カール・バルト、『カール・バルト一日一章』
小塩節、小鎚千代・訳、日本キリスト教団出版局、2007年9月25日発行、143ff。

ひところ「悪魔」「悪霊」についての「教義(?)」が盛んに福音はキリスト教会ないで語られていた時がありました。福音宣教の前進のために、この地の異教の宗教や風習、習俗の中に悪霊をみて、その悪霊を祈りや巧みな宗教技術で封じ込め、あるいは追い出すことが大切であると、まことしやかに論じられていました。

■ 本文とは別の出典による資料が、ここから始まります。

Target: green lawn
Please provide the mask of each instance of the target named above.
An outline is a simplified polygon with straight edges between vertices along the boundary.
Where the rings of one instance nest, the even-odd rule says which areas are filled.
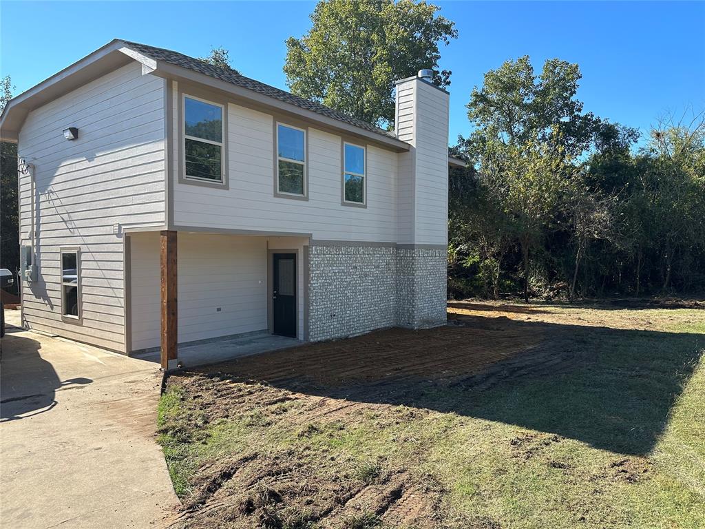
[[[458,311],[468,340],[534,341],[467,377],[328,387],[235,364],[171,377],[159,440],[179,523],[705,528],[703,311],[486,308]]]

講師は、まるで悪魔学の権威のように、悪魔とは、悪霊とはどのようなものであるのか、ということを力説しておられました。私はそのような講義や集会を見聞きするごとに(できるだけそういう場に行きたくないと願っていましたが)、きっと悪魔が喜んでいるだろうな、と心を痛めていました。良きにつけ悪しきにつけ悪魔のことが語られているのですから、悪魔は喜んでいるのです。

私たちは悪魔のことなんかよりもイエスさまのことを大いに学び、語りたいと思います。悪魔に人間の力や知恵で対抗できるなどと考えるのは、あの創世記3章で犯した罪を、もう一度犯すようなことです。私罪びとであり弱い人間は、あるいは人間の弱さを知っているならば、ただ「試みに合わせないで悪より救いい出したまえ」と祈ることだけが私たちにできることであり、またそれこそ最善のことなのです。

(祈り)

神さま、悪から救い出してください。